しかし,生命保険金を受取人の特別受益とみなし、相続財産における持戻しの対象とされる可能性があります。

 

生命保険金は,実質的にみて、相続人から保険受取人に対して贈与や遺贈があったといいうる余地があります。但し、各事案によってその結論は異なり、一般的には、原則として,特別受益として扱われないものの,特段の事情がある場合には,特別受益として扱うということです。具体的には、生命保険の保険金の金額が相続財産に比して過大と言えるかどうかで判断する傾向にあります。

 

例えば、最高裁判所第2小法廷平成16年10月29日決定において裁判所は、「保険金受取人である相続人とその他の共同相続人との間に生じる不公平が民法903条の趣旨に照らし到底是認すうることができないほどに著しいものであると評価すべき特段の事情が損する場合には,当該死亡保険金請求権は特別受益に準じて持ち戻しの対象となる」のが相当であると判断しました。

 

生命保険の保険金が特別受益に当たる場合,被相続人において持戻免除の意思表示がなされたかが問題となることが多いです。

持戻免除の意思表示とは,被相続人が贈与や遺贈をする際に,持戻しをしなくてもいいという意思を明らかにすることをいいます。
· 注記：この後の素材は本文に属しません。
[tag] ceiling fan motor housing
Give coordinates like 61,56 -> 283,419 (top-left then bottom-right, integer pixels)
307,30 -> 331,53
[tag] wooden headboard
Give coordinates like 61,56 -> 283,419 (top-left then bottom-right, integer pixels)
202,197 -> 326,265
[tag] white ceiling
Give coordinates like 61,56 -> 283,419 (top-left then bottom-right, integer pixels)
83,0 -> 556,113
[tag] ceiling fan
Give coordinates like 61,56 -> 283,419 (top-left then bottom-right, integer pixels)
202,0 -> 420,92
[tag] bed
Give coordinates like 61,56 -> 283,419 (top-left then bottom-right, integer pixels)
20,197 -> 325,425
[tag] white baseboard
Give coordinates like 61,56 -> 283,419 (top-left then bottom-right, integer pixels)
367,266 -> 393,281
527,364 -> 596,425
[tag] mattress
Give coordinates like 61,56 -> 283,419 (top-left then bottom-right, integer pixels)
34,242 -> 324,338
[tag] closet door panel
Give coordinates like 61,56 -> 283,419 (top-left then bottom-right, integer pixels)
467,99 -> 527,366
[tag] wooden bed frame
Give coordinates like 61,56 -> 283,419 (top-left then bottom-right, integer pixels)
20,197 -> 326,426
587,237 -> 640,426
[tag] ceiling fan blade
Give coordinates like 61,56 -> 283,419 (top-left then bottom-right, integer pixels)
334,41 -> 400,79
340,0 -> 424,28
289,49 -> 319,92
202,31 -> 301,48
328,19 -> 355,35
持戻免除の意思表示の有無が争点となる場合は,多くのケースにおいて、明示的な意思表示ではなく,黙示の意思表示がなされたか争われることが多いです。

 

過去の判決においても、その判断は分かれており、一概に明確な基準で分けることは難しくなっています。まずはご自身で判断するのではなく、一度相続の専門家である弁護士に相談されることをお薦めします。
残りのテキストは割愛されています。